Newbie question: hdf5 python plotting utility architecture


#1

Hi HDF5 forum!

Thanks for reading this. I’m new here. It’s my very first post. I want to build something cool and I need your help and advice!

I have an hdf5 file that contains a collection of datasets and metadata in hierarchy. I want a tool to help plot the data to analyze it. This will help me explore what is going on and solve problems. For example, I want to be able to make 2-D plots of various combinations of the data. For example, one dataset contained has 5 columns a,b,c,d,e and I want to create plots of a vs c and log(b) vs e. I want an option to preserve the plots and plug in other data. I want to be able to combine a vs c from multiple datasets. And with all these plots to be able to change axis and reformat.

What would be a good choice for app or combination of apps to accomplish this?

For example, create a GUI in pyside2 which allows me to be able to select from available columns what will be plotted and then pandas to create data frames and then matplotlib to graph them. Could this work?
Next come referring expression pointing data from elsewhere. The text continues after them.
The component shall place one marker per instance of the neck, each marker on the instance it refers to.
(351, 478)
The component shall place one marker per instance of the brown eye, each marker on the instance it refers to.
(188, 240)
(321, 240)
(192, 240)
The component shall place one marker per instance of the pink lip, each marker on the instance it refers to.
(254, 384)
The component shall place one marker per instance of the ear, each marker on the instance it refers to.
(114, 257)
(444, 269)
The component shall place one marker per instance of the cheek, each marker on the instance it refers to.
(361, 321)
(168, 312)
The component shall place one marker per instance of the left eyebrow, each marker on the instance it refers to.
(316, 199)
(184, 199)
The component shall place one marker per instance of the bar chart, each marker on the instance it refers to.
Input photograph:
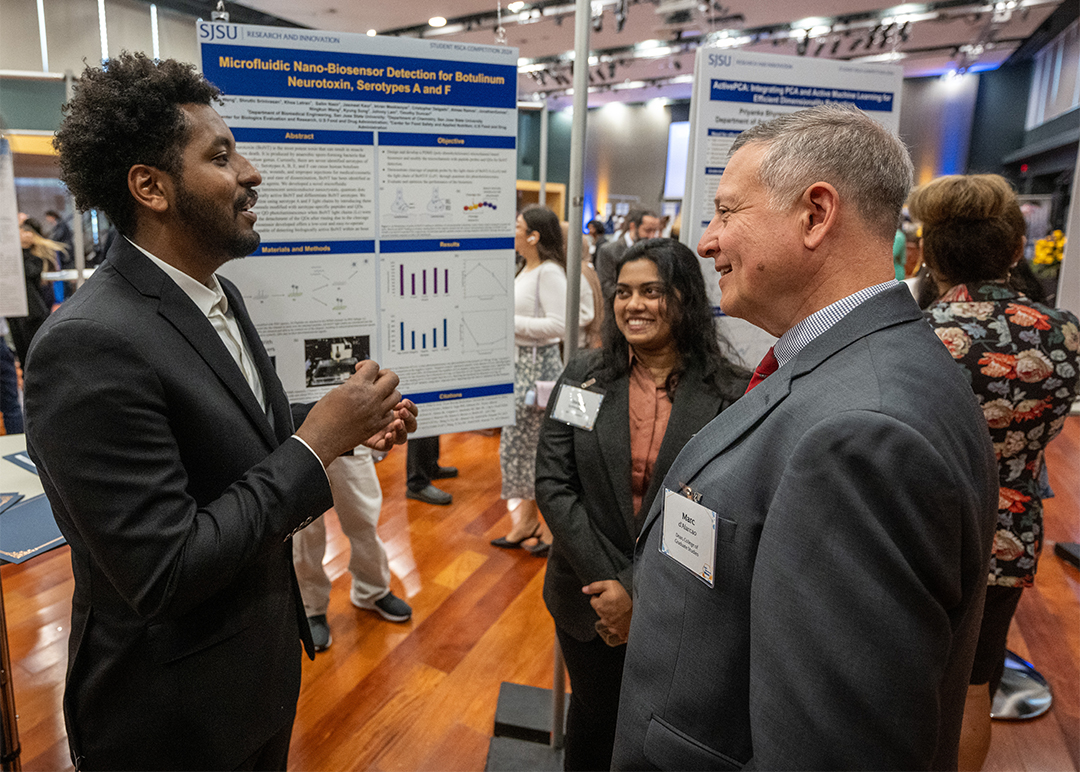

Can I use one of these tools to create a notebook page with certain frequently used plots and then drop new data in it?

I feel terribly lazy even asking, but is there anything already written, like an all-in-one framework, that does this sort of thing?

Happy coding…


#2

HDF Group posted a blog article on work done by BioSimulations.org that included visualizing HDF5 data (in their case from HSDS) using Vega. I can’t say whether this is applicable for your project, but Vega is definitely worth a look.

From the sound of your query in the CTD session, it will be important to resolve whether your users will want a notebook-style interface, or a more tailored UI.


#3

H5Web is an easy option. Here’s an example of how to use it in a Jupyter notebook. (You need to pip install jupyterlab_h5web first). G.


#4

My recommendation is Apache Superset.


#5

Thank you for the reference to Superset. I’ve not used Superset, but I took a cursory look and an initial search did not turn up a Superset connector (Python DB-ABI w/ an SQL Alchemy dialect) for HDF5.

Do you know if HDF5 has a Superset connector? Or do you export/translate HDF5 into a Superset compatible datastore first (or a compatible intermediate, perhaps PyTables)?


#6

Yes, you can use Apache Drill:

  1. Read http://hdfeos.org/examples/drill.php
  2. Read https://thedataist.com/visualize-anything-with-superset-and-drill/

By the way, you may start your own project bypassing Drill.
That is, h5py -> Superset connector.
Please let me know if you start one and got funding (or A+ grade in your class project)! :slight_smile: